Active’s findings, expected to publish in Q3 of 2025, have helped Reed and his team create better internal technology for disposable and reusable cannabis vapes.
“[Cannabis] is an emerging industry with big knowledge gaps, especially compared to Nicotine, which has tons of consumer-based research. In terms of the scientific community, it’s still quite early on for cannabis.” Reed said.
Ensuring Scientific Validity for Consumer-Based Research
Of course, traditional research models don’t like to share space, so there are steps brands must take to ensure their findings are seen as scientifically valid.
“There is no set standard for how many people are required to set a clinical standard in research,” Dautrich said. “There are clinical studies with less than 30 people. But if there’s less than that in a real-world data collection, it can be easier for pharmaceutical companies to poke holes in the findings. There’s power in larger sample sizes.”
Mbengue encountered this as well. “Someone said it [our study] wasn’t controlled because people could use other methods of pain management [in addition] but in the real world, people use multiple tools.”
While real-world data collections often aren’t taken seriously by the mainstream medical community, Mbengue hopes to change that.
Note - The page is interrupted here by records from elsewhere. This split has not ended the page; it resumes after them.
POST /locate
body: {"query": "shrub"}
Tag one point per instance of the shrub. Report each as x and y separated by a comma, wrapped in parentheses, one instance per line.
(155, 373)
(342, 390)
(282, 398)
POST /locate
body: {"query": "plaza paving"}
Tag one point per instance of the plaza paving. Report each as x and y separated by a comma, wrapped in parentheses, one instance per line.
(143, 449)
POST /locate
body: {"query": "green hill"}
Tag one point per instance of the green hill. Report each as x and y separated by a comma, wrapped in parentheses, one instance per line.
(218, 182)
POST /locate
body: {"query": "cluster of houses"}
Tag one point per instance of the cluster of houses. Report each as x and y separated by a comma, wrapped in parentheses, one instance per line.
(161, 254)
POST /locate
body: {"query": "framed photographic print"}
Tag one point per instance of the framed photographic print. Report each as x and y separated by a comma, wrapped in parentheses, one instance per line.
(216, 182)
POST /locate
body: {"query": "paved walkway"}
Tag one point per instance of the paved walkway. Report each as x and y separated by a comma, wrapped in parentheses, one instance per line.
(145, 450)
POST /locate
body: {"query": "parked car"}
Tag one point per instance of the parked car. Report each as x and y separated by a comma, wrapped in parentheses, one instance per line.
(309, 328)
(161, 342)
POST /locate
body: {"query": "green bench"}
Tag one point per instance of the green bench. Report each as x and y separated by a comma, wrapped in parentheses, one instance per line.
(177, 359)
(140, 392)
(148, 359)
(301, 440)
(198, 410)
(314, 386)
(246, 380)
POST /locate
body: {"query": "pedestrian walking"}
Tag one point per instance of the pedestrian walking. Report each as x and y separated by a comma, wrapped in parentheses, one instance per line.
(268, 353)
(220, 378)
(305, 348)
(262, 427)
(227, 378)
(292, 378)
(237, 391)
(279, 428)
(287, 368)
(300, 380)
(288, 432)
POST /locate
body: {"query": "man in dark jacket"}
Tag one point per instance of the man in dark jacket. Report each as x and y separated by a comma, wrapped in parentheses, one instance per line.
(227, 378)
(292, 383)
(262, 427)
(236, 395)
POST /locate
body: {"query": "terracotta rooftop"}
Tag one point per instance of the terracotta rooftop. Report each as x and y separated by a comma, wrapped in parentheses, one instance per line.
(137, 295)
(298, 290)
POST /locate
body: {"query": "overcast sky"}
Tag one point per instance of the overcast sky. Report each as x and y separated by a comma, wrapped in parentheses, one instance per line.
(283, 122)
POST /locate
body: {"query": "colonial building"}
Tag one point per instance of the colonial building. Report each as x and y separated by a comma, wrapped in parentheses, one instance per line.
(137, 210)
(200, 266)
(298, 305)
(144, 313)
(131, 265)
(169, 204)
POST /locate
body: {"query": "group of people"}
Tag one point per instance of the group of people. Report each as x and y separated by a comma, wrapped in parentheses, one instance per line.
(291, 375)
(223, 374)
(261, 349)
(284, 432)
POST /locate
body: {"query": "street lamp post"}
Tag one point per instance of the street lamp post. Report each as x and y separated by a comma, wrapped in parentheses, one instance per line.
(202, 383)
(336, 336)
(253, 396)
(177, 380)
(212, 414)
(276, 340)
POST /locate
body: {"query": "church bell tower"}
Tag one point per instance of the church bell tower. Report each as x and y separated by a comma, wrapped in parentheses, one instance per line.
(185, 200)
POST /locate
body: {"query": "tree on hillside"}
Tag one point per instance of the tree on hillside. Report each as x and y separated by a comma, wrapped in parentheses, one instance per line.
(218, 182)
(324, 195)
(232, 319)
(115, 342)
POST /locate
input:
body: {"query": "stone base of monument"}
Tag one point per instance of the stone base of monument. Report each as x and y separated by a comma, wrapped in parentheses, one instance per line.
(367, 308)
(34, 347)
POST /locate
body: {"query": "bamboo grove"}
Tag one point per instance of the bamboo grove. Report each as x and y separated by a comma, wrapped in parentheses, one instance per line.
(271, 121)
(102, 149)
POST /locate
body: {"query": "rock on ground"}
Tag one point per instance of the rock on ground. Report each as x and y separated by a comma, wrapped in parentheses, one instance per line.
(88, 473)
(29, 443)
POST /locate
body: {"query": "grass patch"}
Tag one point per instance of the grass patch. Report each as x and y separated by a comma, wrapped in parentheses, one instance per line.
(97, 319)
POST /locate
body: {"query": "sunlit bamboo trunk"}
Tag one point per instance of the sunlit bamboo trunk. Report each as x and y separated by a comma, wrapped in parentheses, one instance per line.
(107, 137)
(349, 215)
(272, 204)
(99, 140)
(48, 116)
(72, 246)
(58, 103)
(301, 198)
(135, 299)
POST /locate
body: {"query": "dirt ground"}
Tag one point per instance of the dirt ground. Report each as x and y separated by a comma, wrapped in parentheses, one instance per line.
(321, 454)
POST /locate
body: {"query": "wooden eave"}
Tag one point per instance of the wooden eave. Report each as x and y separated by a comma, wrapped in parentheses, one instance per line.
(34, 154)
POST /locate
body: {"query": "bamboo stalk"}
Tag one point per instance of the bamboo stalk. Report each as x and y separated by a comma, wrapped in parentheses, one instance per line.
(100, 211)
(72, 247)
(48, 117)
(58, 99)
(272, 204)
She’s working on writing up the results of this study to publish in a cannabis-focused scientific journal. “This research can drive future clinical trials by proving significant improvements in outcomes that can be done in randomized, controlled trials.”
Dautrich and the MoreBetter team are also pushing for more publications off real-word data collection; his team has published 15 studies to date.
Reed agrees. “This data is huge for consumer safety because people use these devices for medical purposes.” If they’re not designed with cannabis in mind, vapes work less effectively and may even have unintended dangerous results.
The Future of Cannabis Research is Consumers
One of the reasons consumer-based research may be gaining popularity is because it’s done by cannabis consumers, for cannabis consumers – not traditional government institutions.
“Trust is what traditional academia is missing,” Kirk said. “Most traditional research is funded by the government, who prohibits cannabis, arrests people for this plant, and ruins lives over it. People don’t want to take part in government research with researchers who haven’t consumed cannabis and don’t understand it. No one in the cannabis community trusts the government, especially personal consumption information like where they’re getting their products.”
Ain’t that the truth?
Consumer-based research has several advantages over traditional models: it moves quicker, costs less, and considers real-world impact, not the isolation of a lab. While traditional research models are still vitally important for continuing to prove cannabis’ overall safety and medical value, the cannabis industry is in desperate need of more research, now – especially as alternative cannabinoids like HHC and Delta-8 THC grow in prevalence. In the absence of understanding, all cannabinoids are grouped together – and that is an infamy the industry cannot afford.
The future of cannabis research is the same as the future of cannabis: community.